Softwares like FreeCAD [[1]], Inkscape [[2]], and LibreCAD [[3]] are completely free, open source and cross-platform, which means that virtually anyone can use them without having to pay any license. This practice breaks a thick barrier and allows you and future users to easily produce spare parts and/or edit your project without starting from scratch, saving time and resources. Same principle can be applied to the CAM software that is used to generate the gcode, there are some open source applications [[4]] [[5]] that can be use instead of commercial ones.


Also, it can be a very good idea to organize your files into a well-structured directory where you document the steps that are necessary to rebuild your piece. In this regard, it might be useful to consult the guideline of the open hardware foundation [[6]], where they explain in details how this task can be accomplished.

Being fast

When using a laser cutter, it’s quite important that you make sure your pieces are made in the fastest way possible, so that the energy consumed for the production is as low as possible, and the machine is not overstressed and therefore lasts longer

Low power cuts instead of engraving

The tasks that a laser cutter does are basically two: cutting and engraving. The first one is the fastest as the machine moves to cut a single line, while in the second, the machine acts as a plotter and moves and fires a lot in order to engrave an area. A good practice that can spare your machine a lot of work can be engraving the contour of a given area and using textures made out of lines instead of engraving a whole area, using the same setting as cutting but using an amount of power that is not enough to cut through the surface.

Parts Positioning

Another important aspect is to position your parts correctly, keeping them well close so that the machine doesn’t have to move uselessly and the material wasted is as less as possible.

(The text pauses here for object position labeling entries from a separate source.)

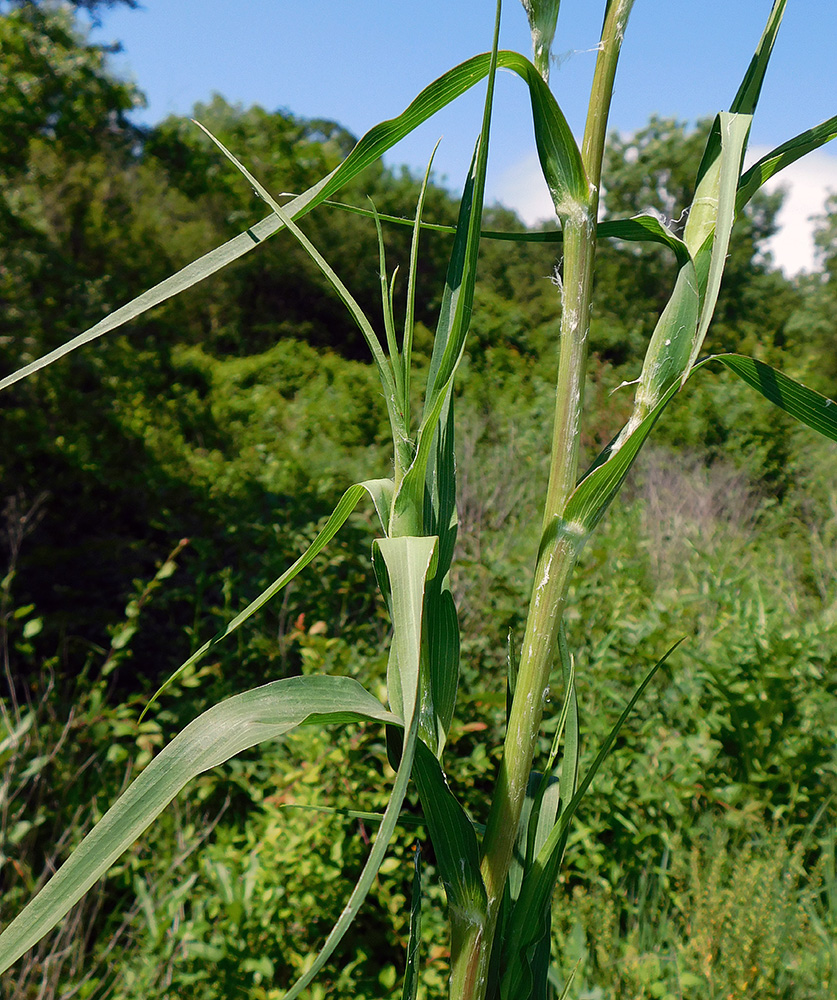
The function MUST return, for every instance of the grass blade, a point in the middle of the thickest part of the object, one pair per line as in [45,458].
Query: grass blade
[380,490]
[781,157]
[243,721]
[411,972]
[409,561]
[530,917]
[812,408]
[369,148]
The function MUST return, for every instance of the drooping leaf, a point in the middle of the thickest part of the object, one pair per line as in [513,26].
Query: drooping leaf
[380,490]
[243,721]
[812,408]
[747,96]
[369,148]
[409,561]
[530,918]
[782,156]
[453,837]
[411,972]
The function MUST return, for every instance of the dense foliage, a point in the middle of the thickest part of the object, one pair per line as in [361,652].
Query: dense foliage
[157,481]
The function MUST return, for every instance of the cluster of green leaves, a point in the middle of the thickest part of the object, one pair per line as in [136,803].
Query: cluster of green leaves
[206,429]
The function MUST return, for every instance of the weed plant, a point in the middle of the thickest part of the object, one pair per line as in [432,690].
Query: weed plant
[499,876]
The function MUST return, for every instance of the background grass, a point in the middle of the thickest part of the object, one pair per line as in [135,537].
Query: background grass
[155,483]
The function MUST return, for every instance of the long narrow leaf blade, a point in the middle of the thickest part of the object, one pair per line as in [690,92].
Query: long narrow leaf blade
[380,490]
[812,408]
[370,147]
[409,562]
[782,156]
[530,915]
[243,721]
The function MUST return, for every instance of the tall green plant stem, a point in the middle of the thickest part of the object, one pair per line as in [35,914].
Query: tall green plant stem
[561,542]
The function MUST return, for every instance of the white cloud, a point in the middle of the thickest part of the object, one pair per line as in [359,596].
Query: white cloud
[522,188]
[808,182]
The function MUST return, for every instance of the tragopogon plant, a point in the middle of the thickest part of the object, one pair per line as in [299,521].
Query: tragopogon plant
[499,881]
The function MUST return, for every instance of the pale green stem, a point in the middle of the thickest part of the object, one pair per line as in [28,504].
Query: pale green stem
[560,542]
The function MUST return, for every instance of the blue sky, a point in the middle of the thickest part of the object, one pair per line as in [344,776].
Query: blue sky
[363,61]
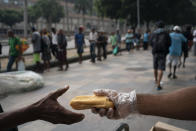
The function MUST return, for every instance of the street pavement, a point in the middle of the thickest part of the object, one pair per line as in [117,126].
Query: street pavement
[124,73]
[70,45]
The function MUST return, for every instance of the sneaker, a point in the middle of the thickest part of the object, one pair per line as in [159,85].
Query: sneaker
[169,76]
[175,77]
[159,88]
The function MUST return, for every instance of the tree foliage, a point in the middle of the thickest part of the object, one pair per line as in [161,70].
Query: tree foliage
[10,17]
[50,10]
[171,11]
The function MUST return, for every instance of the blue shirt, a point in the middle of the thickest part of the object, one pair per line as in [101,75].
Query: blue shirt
[177,39]
[146,36]
[79,38]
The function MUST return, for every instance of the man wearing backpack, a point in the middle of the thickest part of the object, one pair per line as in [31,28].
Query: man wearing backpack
[160,41]
[14,53]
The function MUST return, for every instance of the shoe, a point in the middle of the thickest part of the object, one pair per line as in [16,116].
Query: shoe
[175,77]
[169,76]
[159,88]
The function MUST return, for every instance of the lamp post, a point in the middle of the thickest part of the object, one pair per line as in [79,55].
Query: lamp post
[25,18]
[138,13]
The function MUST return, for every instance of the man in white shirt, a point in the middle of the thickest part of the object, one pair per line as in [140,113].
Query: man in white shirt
[194,41]
[54,46]
[93,41]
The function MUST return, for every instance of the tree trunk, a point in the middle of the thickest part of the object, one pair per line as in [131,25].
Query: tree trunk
[25,19]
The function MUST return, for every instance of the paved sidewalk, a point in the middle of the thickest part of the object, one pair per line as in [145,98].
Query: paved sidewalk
[122,73]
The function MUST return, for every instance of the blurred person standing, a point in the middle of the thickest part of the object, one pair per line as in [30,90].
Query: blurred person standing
[79,43]
[0,54]
[185,46]
[100,44]
[160,41]
[175,50]
[129,39]
[54,43]
[118,37]
[62,50]
[137,38]
[46,54]
[36,40]
[104,45]
[113,40]
[93,40]
[146,40]
[194,41]
[14,53]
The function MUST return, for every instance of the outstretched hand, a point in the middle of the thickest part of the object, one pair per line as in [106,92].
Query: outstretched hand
[48,109]
[124,104]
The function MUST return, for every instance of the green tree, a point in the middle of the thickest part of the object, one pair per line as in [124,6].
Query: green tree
[10,17]
[170,11]
[50,10]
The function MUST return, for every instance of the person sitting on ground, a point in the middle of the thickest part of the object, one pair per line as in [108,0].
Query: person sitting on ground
[179,104]
[79,43]
[175,50]
[47,109]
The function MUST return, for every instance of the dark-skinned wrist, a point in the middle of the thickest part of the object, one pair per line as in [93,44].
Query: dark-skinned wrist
[33,112]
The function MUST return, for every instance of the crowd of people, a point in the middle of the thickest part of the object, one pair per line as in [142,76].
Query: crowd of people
[175,44]
[167,49]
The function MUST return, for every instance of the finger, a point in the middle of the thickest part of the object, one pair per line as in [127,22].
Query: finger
[59,92]
[72,117]
[102,112]
[94,110]
[105,92]
[110,113]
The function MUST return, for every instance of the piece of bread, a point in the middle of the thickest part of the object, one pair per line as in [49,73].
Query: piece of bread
[88,102]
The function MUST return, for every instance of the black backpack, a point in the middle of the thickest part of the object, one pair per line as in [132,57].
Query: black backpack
[161,43]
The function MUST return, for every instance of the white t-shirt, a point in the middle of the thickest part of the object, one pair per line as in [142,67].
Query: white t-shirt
[194,36]
[54,39]
[93,36]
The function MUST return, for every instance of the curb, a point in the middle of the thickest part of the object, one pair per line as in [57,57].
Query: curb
[55,63]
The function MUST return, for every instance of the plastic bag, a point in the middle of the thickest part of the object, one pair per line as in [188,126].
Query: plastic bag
[21,65]
[20,81]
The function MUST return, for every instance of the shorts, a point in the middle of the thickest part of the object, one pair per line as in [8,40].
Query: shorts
[80,49]
[159,61]
[36,57]
[174,60]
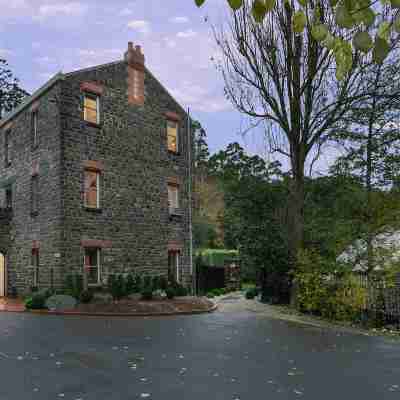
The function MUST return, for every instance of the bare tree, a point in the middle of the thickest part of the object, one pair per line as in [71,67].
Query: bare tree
[371,139]
[287,79]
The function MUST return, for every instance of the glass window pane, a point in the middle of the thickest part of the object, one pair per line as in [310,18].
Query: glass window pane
[91,189]
[172,133]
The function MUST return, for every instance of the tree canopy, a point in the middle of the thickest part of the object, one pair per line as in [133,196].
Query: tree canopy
[347,28]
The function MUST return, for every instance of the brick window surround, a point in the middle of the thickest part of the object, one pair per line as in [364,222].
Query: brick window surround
[91,102]
[92,184]
[34,110]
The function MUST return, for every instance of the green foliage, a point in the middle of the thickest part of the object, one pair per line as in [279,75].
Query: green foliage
[116,286]
[328,289]
[215,257]
[130,284]
[73,285]
[138,284]
[86,296]
[170,292]
[163,283]
[11,95]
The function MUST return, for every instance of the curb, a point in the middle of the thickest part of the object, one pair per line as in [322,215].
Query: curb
[105,314]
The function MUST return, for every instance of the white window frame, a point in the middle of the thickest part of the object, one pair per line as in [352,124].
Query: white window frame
[97,189]
[35,128]
[176,123]
[98,266]
[35,267]
[171,207]
[92,96]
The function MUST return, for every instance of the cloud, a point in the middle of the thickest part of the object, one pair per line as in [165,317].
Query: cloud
[5,52]
[125,11]
[72,9]
[140,26]
[186,34]
[179,20]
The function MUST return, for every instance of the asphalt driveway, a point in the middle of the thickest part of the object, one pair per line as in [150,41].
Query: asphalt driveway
[231,354]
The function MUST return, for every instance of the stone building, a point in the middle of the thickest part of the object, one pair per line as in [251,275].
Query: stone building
[95,179]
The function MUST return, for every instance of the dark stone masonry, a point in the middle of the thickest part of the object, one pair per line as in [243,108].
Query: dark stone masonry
[86,167]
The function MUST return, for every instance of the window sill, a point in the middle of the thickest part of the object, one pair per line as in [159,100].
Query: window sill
[93,209]
[93,124]
[175,214]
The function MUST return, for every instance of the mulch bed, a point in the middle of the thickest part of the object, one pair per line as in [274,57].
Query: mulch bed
[178,305]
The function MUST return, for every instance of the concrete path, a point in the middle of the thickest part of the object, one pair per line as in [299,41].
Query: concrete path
[237,352]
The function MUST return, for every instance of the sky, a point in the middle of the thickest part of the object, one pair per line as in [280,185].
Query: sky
[42,37]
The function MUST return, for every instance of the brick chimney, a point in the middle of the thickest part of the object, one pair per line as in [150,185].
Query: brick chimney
[135,68]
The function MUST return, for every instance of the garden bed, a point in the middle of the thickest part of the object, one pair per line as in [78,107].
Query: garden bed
[180,305]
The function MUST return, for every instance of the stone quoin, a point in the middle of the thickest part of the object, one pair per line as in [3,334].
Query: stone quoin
[94,178]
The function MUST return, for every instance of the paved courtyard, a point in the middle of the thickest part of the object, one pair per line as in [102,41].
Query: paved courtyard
[234,353]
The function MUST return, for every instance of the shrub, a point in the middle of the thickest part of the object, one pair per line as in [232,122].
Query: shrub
[155,282]
[325,289]
[251,293]
[130,284]
[147,281]
[36,302]
[116,286]
[86,296]
[147,293]
[74,285]
[138,284]
[170,292]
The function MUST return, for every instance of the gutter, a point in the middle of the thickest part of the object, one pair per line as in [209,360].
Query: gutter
[7,118]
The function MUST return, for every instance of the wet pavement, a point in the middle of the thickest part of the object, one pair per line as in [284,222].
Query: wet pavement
[231,354]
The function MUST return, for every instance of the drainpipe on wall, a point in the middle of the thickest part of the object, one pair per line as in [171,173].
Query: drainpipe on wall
[189,138]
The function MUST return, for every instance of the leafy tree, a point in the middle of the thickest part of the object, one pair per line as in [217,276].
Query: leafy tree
[371,142]
[10,92]
[345,27]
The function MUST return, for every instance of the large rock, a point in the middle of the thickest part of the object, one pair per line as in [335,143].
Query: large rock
[60,302]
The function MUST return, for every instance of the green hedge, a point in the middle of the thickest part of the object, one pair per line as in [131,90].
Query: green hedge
[216,257]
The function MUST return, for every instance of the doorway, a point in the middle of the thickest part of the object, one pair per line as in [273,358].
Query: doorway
[3,275]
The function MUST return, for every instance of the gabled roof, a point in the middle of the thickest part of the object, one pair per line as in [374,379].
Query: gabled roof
[30,99]
[61,76]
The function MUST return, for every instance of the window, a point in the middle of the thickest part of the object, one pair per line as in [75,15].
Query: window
[173,198]
[35,194]
[7,152]
[172,133]
[92,189]
[9,197]
[35,266]
[92,265]
[173,266]
[91,112]
[34,127]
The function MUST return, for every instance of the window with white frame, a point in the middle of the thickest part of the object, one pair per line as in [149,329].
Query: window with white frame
[172,134]
[92,265]
[91,108]
[173,197]
[35,266]
[92,189]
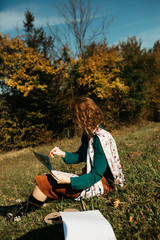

Also, to have a small-sized design, such as a business card, pins, gadgets etc.. for filling the gaps between parts that sometimes are unavoidable can be an idea to avoid material waste for no reason.

Test Junctions, Tolerances etc..

If your design involves some mechanical properties that are potentially tricky, such as joints, t-slots, and other components of this kind, make sure you test them by designing specific small-sized parts and/or by cutting a portion of your design before laser-cutting the whole project


Laser cutters can cut many different materials, and it is more than advisable that users consider the environmental consequences of using them. Materials like MDF [[9]], for instance, are very cheap but based on synthetic adhesives. MDF is not biodegradable and has no carbon offset value, so it is better not to use it. Also, keep in mind that a lasercutter basically burns a material to cut it, and because of this, there are many materials that are not usable with those machines due to the toxic emissions that they provoke when burning (for example PVC, but the list is quite long [[13]]).

Instead, it is advisable to go for cardboard, which is extremely easy to get, carry around, and recycle. Also, when working with wood (very common material for laser cutting), ensure it comes from a sustainable chain, such as FSC [[7]] or PEFC [[8]]-certified wood.

When working with textiles as well, materials like felt are preferable to synthetic materials such as nylon and neoprene [[10]].

In short, try to do some research when choosing the materials to use in your project, institutions like the European Union [[11]]. and the United Nation [[12]] do provide resources in this regard.